Rclone sync bug: files are being erroneously erased/moved on the remote, causing subsequent rclone syncs to copy them over and over again (Was: Repeated "rclone sync" commands from a read-only local FS copying the same files over and over again?!)

@atrocity that is very useful thank you! Can you send me the crypt mappings for Squeezebox Music/NotDTS/Ian Dury as well please, then I think I will have enough information to track down what is happening :slight_smile:

that is very useful thank you! Can you send me the crypt mappings for Squeezebox Music/NotDTS/Ian Dury as well please, then I think I will have enough information to track down what is happening

I don’t know if it’s related, but several attempts to get this only returned:
Failed to create file system for
“hubicrypt:WD6TBNAS01/Squeezebox Music/NotDTS/Ian Dury”: failed to make remote
“hubic:default/Encrypted/dpu944o9e4q6khe1id5qe7g5hs/fs21bfj0b66sclla3eldm8amsmnlj
jsdv5km07a1uoaoop0llrvkg/9gchvbsi6baf2onkba2ijn5d38/rt8r5pnucq6qnon0kvj67cktfo”
to wrap: error authenticating swift connection: Get
https://api.hubic.com/1.0/account/credentials: invalid character ‘<’ looking for
beginning of value

But eventually it worked and I’ve placed the output at http://www.wywh.com/rclonelogs/IanDuryCrypt.txt

Thank you!

I’ve seen that before - I think it is the hubic server returning a 500 error… Not sure what I can do about that…

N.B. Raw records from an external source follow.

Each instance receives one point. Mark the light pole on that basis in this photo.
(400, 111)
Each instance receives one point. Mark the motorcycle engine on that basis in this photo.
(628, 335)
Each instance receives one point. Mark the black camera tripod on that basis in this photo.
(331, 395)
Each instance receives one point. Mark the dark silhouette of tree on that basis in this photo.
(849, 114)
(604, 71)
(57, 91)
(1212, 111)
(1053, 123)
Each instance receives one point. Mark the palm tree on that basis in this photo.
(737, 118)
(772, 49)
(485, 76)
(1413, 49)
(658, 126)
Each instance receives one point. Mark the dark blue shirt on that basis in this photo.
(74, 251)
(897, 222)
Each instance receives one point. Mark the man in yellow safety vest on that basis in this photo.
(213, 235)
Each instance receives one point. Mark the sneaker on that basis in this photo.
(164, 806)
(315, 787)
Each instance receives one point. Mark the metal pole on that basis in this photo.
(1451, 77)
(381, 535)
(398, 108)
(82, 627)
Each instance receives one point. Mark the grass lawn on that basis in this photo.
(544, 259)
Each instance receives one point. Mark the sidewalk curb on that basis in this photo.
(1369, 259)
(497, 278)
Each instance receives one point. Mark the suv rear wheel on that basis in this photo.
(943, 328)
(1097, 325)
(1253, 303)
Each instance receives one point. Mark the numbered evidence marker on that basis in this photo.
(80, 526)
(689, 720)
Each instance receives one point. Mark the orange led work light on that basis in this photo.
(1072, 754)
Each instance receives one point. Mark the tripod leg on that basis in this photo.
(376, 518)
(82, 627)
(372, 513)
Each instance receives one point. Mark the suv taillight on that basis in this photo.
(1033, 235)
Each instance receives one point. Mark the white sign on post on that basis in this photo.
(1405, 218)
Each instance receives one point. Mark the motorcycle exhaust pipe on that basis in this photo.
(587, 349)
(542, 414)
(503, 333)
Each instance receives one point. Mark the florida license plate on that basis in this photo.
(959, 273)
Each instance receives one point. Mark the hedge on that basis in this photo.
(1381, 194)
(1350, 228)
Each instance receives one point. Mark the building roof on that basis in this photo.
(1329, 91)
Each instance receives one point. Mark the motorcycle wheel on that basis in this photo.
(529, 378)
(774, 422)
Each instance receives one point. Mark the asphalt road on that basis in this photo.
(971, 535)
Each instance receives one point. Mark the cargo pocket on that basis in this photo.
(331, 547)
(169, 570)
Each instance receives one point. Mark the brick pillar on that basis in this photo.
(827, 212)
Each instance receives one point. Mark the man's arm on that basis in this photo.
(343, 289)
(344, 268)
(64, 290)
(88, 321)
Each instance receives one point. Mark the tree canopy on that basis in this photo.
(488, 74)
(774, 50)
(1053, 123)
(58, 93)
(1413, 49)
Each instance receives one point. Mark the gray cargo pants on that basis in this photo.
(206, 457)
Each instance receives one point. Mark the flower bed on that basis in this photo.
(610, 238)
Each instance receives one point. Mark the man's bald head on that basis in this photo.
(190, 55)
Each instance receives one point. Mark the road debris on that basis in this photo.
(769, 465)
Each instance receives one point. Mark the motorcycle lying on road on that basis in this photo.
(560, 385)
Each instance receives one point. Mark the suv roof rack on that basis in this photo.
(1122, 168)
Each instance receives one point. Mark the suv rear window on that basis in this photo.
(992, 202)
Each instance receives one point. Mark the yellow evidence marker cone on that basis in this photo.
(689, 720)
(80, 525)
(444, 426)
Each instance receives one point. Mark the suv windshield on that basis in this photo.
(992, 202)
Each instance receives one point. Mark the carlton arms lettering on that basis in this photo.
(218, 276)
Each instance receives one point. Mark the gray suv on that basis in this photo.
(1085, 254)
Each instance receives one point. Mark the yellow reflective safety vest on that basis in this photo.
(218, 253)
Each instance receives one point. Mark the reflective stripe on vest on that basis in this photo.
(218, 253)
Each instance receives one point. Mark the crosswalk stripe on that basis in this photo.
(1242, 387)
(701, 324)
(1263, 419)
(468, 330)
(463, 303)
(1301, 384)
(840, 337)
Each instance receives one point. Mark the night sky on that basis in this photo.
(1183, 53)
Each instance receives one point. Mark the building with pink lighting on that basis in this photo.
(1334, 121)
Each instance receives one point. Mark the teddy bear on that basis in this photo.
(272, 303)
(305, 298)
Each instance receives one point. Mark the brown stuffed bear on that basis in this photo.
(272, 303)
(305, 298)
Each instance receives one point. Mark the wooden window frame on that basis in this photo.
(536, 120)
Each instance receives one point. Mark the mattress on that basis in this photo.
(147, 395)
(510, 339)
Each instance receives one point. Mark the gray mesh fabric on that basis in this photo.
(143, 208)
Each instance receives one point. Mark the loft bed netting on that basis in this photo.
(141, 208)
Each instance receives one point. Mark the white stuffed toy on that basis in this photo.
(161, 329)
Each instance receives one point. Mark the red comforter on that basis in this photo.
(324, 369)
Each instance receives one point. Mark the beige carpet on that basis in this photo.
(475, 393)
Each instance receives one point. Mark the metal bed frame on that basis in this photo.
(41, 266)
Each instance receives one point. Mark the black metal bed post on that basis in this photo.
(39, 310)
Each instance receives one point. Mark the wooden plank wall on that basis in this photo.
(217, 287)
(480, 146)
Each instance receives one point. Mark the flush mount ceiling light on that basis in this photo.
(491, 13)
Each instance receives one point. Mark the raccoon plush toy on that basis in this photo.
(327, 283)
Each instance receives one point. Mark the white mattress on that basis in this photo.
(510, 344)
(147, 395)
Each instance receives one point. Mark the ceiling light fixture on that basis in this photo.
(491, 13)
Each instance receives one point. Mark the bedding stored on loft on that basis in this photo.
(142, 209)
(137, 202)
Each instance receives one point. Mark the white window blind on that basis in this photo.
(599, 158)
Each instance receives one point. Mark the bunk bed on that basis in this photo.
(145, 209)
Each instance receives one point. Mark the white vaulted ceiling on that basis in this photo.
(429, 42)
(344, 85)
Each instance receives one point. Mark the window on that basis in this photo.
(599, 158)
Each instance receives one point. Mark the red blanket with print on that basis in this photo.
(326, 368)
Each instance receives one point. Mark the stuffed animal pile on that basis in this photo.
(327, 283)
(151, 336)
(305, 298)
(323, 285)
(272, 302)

I’ve realised I need a bit more from you - I need the mapping of the “Ian Dury” directory itself too. I should have worked that out before, sorry!

Can you do an rclone lsd "hubicrypt:WD6TBNAS01/Squeezebox Music/NotDTS" --crypt-show-mapping which should show that please?

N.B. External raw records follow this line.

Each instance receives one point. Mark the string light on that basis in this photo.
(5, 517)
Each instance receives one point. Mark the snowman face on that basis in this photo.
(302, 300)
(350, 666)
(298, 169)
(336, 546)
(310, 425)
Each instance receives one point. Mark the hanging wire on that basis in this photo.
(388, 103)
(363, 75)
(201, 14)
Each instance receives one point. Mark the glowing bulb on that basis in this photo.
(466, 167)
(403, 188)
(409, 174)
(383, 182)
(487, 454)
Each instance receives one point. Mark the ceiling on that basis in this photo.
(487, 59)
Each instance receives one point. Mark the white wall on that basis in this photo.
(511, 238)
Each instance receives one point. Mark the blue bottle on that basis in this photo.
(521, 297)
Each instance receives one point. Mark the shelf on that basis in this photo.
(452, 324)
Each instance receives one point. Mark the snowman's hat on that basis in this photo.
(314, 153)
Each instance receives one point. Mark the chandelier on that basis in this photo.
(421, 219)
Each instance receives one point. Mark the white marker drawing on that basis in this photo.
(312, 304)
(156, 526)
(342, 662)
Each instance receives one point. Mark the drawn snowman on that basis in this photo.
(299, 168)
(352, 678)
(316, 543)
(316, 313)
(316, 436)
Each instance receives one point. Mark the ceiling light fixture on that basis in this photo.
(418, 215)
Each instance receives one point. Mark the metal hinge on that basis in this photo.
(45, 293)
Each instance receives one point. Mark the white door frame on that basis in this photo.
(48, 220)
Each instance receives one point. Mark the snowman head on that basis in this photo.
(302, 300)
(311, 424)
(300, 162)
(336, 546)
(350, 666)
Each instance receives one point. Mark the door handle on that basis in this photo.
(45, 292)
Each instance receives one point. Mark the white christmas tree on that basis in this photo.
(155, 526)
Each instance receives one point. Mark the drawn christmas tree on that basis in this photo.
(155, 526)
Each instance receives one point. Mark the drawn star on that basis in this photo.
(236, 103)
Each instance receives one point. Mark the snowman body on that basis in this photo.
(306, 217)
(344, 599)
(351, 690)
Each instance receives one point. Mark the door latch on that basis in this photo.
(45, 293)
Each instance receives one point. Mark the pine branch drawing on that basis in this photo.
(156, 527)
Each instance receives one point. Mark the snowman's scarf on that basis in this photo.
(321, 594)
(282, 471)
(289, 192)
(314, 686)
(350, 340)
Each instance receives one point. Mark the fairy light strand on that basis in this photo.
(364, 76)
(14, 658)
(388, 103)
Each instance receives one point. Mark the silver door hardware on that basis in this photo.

Can you do an rclone lsd “hubicrypt:WD6TBNAS01/Squeezebox Music/NotDTS” --crypt-show-mapping which should show that please?

Here you go:
http://www.wywh.com/rclonelogs/Mapping.txt

Thank you!

@atrocity

Thank you for your excellent work making logs for me.

I finally tracked down a bug in the listing paging code. Swift delivers listings in pages of 1,000 items. What was happening is that if the last item was a directory (in this case the encrypted “Ian Drury/”) then rclone removed the / from the name. However that name without the slash was used to get the next listing page which caused the encrypted “Ian Drury/” to be returned again - hence the duplicate we’ve been seeing in the log. I’m pretty sure (but not 100% confident) that this will cause the “Ian Hunter” directory not to be skipped too.

Here is a new beta which has that bug fix - this should definitely fix the duplicates, and I’m hoping it will fix the missing too! Done in commit ce1b9a7d.

https://beta.rclone.org/v1.36-237-gce1b9a7d/ (uploaded in 15-30 mins)

Let me know how you get on :slight_smile:

Note that this is a swift, hubic fix only so it doesn’t fix @durval problems. However I’m pretty sure that @durval problems are caused by duplicate files on drive which the new beta will warn about.

I’m giving it a try right now with a dry run. The log so far looks completely rational, but it’s taking an abnormally long time because it looks like hubiC is being slow this morning (well, morning for me!). I probably shouldn’t have bothered with a dry run.

Once (if!) the dry run completes I’ll do a live backup and then another dry run and report back.

Thank you for all your hard work!

1 Like

Everything looks good! The live backup transferred the files that had mistakenly been moved to the --backup-dir and the subsequent --dry-run didn’t find anything it needed to do.

Thank you for a great piece of software!

Excellent! Let me know if it does go wrong again.

That was quite a tricky bug to track down which has been in rclone probably since the very beginning!

You are welcome :slight_smile:

Folks,

Sorry for the long time before getting back on this.

I just posted an update, see https://github.com/ncw/rclone/issues/1431#issuecomment-321244537

In short, it seems that @ncw was right, and my entire trouble was due to duplicated directories.

I asked two questions, repeating them here for the sake of completeness (and possibly more eyeballs):

  1. How to solve that problem? Delete those duplicated directories and then repeat the sync? Would a simple “rclone purge” on each one of them (at the remote side, of course) suffice?

  2. I understand that Google Drive produces these duplicated directories “semi expontaneously” (ie, independent of rclone), is that correct? In that case, would running a rclone lsd --max-depth 999 egd: | cut -b 44- | sort | uniq -c | sort -n | grep -v ' *1 ' periodically (say, once a week) be enough to detect them so I could bring the above purgehammer to bear?

Thanks in advance for your response(s).

Cheers,
– Durval.

I wrote this on the issue, but I’ll repeat it here…

How to solve that problem? Delete those duplicated directories and then repeat the sync? Would a simple “rclone purge” on each one of them (on the remote side, of course) suffice?

If you try the latest beta you’ll find that rclone dedupe now merges identical directories. Try it with --dry-run first as it is new code!

I understand that Google Drive produces these duplicated directories “semi expontaneously”

Yes it seems to be random. I suspect some sort of not up to date caching in drive.

Running rclone dedupe --dry-run will detect them also quite well.

Hello Folks,

I just noticed I forgot to post the link to the github issue; here it is: https://github.com/ncw/rclone/issues/1431

Cheers,
– Durval.